10.6.1 HA ArcGIS Server Site Crashing

11748
54
Jump to solution
01-30-2019 08:30 AM
Justin_Greco
Occasional Contributor III

Since upgrading to 10.6.1, we have seen instances of machines in our ArcGIS Server site crashing (its not always the same machine).  After doing some deep diving into the logs and ArcGIS Monitor, we are seeing spikes in the available memory (going from 5GB available to almost the full 32GB).  Usually these are just spikes, but on occasion we see the available memory flatline until we go in and restart the service on the server.  These spikes I have correlated with warnings of the machine synchronizing with the site.  When this happens, it typically stops all the services and brings them all back up, which appears to be what synchronizing with the site does.  The issue seems to be when one of the SOC processes hangs, killing this process (or restarting the ArcGIS Server service) brings the machine back online. Unfortunately it is never the same map service that is hanging.
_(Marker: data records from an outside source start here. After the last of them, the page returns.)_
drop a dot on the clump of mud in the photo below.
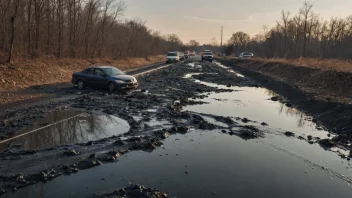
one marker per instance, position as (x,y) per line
(134,191)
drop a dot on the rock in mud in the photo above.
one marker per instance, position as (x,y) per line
(161,134)
(301,138)
(226,120)
(245,120)
(86,164)
(119,143)
(134,191)
(2,191)
(250,132)
(153,144)
(288,105)
(327,143)
(114,154)
(289,134)
(93,156)
(70,152)
(275,98)
(180,129)
(264,124)
(310,137)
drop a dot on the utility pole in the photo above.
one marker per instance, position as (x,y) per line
(222,30)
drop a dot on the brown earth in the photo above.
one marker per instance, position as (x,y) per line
(323,94)
(18,79)
(328,82)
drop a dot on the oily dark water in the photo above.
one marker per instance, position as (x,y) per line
(66,128)
(202,164)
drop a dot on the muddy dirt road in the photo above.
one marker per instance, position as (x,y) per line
(194,129)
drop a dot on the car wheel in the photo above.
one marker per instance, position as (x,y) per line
(80,84)
(111,87)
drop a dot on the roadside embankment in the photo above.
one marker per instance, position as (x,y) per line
(324,94)
(18,80)
(322,80)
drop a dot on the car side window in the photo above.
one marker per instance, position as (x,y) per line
(98,72)
(89,71)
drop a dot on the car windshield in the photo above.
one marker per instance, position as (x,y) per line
(112,71)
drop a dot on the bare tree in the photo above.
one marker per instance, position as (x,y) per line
(13,28)
(306,10)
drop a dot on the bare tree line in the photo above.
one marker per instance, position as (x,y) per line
(302,35)
(77,29)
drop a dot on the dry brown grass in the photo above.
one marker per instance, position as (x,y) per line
(25,72)
(324,64)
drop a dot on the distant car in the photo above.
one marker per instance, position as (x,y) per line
(104,77)
(207,56)
(172,57)
(246,55)
(182,56)
(187,54)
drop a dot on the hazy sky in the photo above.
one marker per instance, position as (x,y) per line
(202,19)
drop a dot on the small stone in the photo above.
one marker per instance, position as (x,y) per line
(71,152)
(264,124)
(289,134)
(245,120)
(93,156)
(275,98)
(288,105)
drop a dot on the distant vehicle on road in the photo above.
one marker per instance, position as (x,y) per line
(104,77)
(246,55)
(187,54)
(172,57)
(208,56)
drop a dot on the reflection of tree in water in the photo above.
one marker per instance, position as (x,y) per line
(293,113)
(288,111)
(76,130)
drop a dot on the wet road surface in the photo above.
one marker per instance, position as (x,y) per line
(208,163)
(203,164)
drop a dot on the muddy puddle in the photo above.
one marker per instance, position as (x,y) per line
(66,128)
(202,164)
(255,105)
I do have a premium support ticket open for this, but wanted to see if anyone else has experienced this.  Premium support's recommendation was to increase the number of cores on both servers, which was done, but we continue to see the crashing.

Since we are coming from 10.3.1, I am not familiar with the new optimized app server architecture that was introduced at 10.6.  I am thinking the synchronizing with site function was part of this.  I have not found any documentation or anything into the logs as to when or why the server needs to synchronize with the site.

Some details on the site:

10.6.1 ArcGIS Server running on 7.5 RHEL

32GB RAM and 6 CPU cores

Federated with Portal as the hosting server

Running about 52 map image services (currently no hosted feature services yet)

There are no reports of synchronizing during the night or weekends, so it is definitely happening when there is heavy traffic.

54 Replies
Justin_Greco
Occasional Contributor III

Hi Dan,

I think I can put checks next to everything you listed.  Only difference being that we are running Red Hat Linux, which rules out that it is an OS issue in my opinion.  A few questions I have for you:

1) Is there a pattern for when the synchronization occurs?  We have seen a pattern of it occurring in 15 minute intervals (30 minutes per server).  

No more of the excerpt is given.